“I don’t want to get used to that”: the role Denzel Washington never wanted to play again
One of the most impressive things about the enduring appeal of Denzel Washington is that he’s remained one of the most bankable stars in Hollywood for decades without doing what so many of his A-list peers have done and reprising multiple roles in a number of sequels.
There’s only one character the actor has ever played more than once: The Equalizer trilogy’s figurehead, Robert McCall. Not only that, but Ridley Scott’s long-awaited sequel Gladiator II will mark the first time he’s appeared in the sequel to an original movie he wasn’t in, and it arrives 43 years after he made his feature debut in 1981’s Carbon Copy.
In an era where franchises and properties are often the biggest hooks in luring audiences to their local multiplex, Washington is virtually in a class of his own. His name is the draw, and people have shown they’ll show up based entirely on his involvement.
The two-time Academy Award winner has been happy to continually freshen things up by avoiding a deliberate return to the well outside of his Equalizer trio, but there’s one specific type of character he swore he’d never play again after putting himself through the physical and emotional wringer the first time around.
Sylvester Stallone may have brought Rocky Balboa to the screen eight times over the course of almost half a century, but after embodying Rubin Carter in The Hurricane, Washington had no interest in returning to the ring. Playing one boxer was more than enough, and the toll it took on his body and psyche convinced him that if any scripts came across his desk that required him to show off his pugilistic skills, he wasn’t going to give them the time of day.

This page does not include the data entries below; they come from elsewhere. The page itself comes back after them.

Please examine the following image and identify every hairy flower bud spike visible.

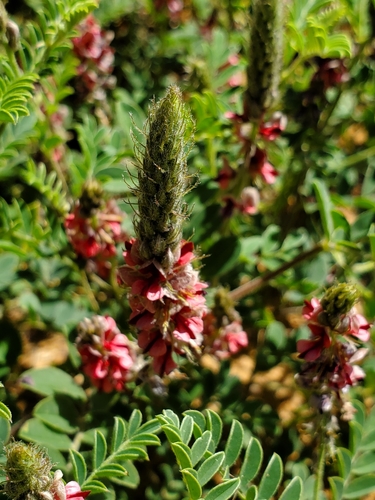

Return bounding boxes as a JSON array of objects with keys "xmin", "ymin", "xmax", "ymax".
[
  {"xmin": 135, "ymin": 86, "xmax": 194, "ymax": 270},
  {"xmin": 4, "ymin": 441, "xmax": 53, "ymax": 500},
  {"xmin": 245, "ymin": 0, "xmax": 283, "ymax": 119}
]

“I remember I was with Michael Spinks, the ex-light heavyweight champ,” he recalled of his arduous training. “I was preparing for the film The Hurricane, and we were actually sparring. Not me and Spinks, but me and another guy. I started getting a little slower and headaches, and I said to Michael, ‘I’m starting to get headaches’, and he said, ‘Oh, you’ll get used to that’. And that’s when I stopped. I don’t want to get used to that.”
Even though he gave a towering performance that earned him an Oscar nomination for ‘Best Actor’, Washington wasn’t keen on replicating his sacrifices on another project. He had to look like a boxer, eat like a boxer, train like a boxer, and convince as a boxer in the in-ring sequences while also doing the dramatic heavy lifting of retelling the story of a high-profile athlete who spent almost two decades behind bars after being wrongfully imprisoned for murder.
Even before The Hurricane, Washington regularly worked out at boxing gyms to maintain his fitness, but after production wrapped, he dropped the pastime after being pushed to the limit.